In [1]:
from selenium import webdriver
from selenium.webdriver.chrome.service import Service
from selenium.webdriver.common.by import By
from selenium.webdriver.support.ui import WebDriverWait
from selenium.webdriver.support import expected_conditions as EC
import pandas as pd

<p>ChromeDriver is a separate executable that Selenium WebDriver uses to control Chrome. It is maintained by the Chromium team with help from WebDriver contributors. If you are unfamiliar with Selenium WebDriver, you should check out the <a href="https://www.selenium.dev/">Selenium site</a>.</p>

https://googlechromelabs.github.io/chrome-for-testing/

## 1. Create df dataframe including university code, type(state or private) and name

In [1059]:
service = Service("chromedriver.exe")
driver= webdriver.Chrome(service=service)
driver.get("https://yokatlas.yok.gov.tr/lisans-anasayfa.php")
driver.maximize_window()
driver.implicitly_wait(5)
optgroups = driver.find_elements(by=By.XPATH,value="//optgroup[@label]")[:4]
labels = [optgroup.get_attribute("label").split()[0] for optgroup in optgroups]
universities = { } # Create a dictionary  {"state":{uni_code:uni_name,....}, {"private":{uni_code:uni_name,...}  }
 
for label , optgroup in zip(labels,optgroups):
    options = optgroup.find_elements (by=By.TAG_NAME,value="option")
    universities[label] = {int(option.get_attribute("value")):option.get_attribute("innerText").strip()  for option in options}
df =pd.DataFrame.from_dict(universities).stack().to_frame().reset_index()
df.columns = ["uni_code","uni_type","uni_name"]
print("Shape of the df:",df.shape) 
df.head(3)  

Shape of the df: (224, 3)


Unnamed: 0,uni_code,uni_type,uni_name
0,1065,Devlet,ABDULLAH GÜL ÜNİVERSİTESİ
1,1104,Devlet,ADANA ALPARSLAN TÜRKEŞ BİLİM VE TEKNOLOJİ ÜNİV...
2,1002,Devlet,ADIYAMAN ÜNİVERSİTESİ


## 2- Create df_city with the columns "city name" and "university name"

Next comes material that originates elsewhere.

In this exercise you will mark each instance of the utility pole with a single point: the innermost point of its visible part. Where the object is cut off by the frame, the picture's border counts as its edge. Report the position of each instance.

 In this step we use another url that gives universities and cities.

In [1060]:
driver.get("https://yokatlas.yok.gov.tr/universite.php")
driver.implicitly_wait(10)
city_web_elements = driver.find_elements(by=By.CLASS_NAME, value="sehir")
cities = [web_element.get_attribute("innerText").strip() for web_element in city_web_elements]

name_web_elements = driver.find_elements(by=By.CLASS_NAME, value="baslik")
names =[web_element.get_attribute("innerText").strip() for web_element in name_web_elements]

df_city = pd.DataFrame({"city":cities,"uni_name":names})
print("Shape of the dataframe df_city:",df_city.shape)
print("Number of unique cities",df_city["city"].nunique())
df_city.head(3)

Shape of the dataframe df_city: (205, 2)
Number of unique cities 81


Unnamed: 0,city,uni_name
0,Kayseri,ABDULLAH GÜL ÜNİVERSİTESİ
1,İstanbul,ACIBADEM MEHMET ALİ AYDINLAR ÜNİVERSİTESİ
2,Adana,ADANA ALPARSLAN TÜRKEŞ BİLİM VE TEKNOLOJİ ÜNİV...


## 3-Merge the two dataframes: df and df_city as df

In [1061]:
df = df.merge(df_city, on="uni_name", how='right')
print("New shape of df after dropping rows those not match on df_city(universities abroad):",df.shape)
df.head(3)

New shape of df after dropping rows those not match on df_city(universities abroad): (205, 4)


Unnamed: 0,uni_code,uni_type,uni_name,city
0,1065.0,Devlet,ABDULLAH GÜL ÜNİVERSİTESİ,Kayseri
1,2001.0,Vakıf,ACIBADEM MEHMET ALİ AYDINLAR ÜNİVERSİTESİ,İstanbul
2,1104.0,Devlet,ADANA ALPARSLAN TÜRKEŞ BİLİM VE TEKNOLOJİ ÜNİV...,Adana


In [1062]:
print("Number of state universities:",len(df.loc[df['uni_type']=='Devlet']))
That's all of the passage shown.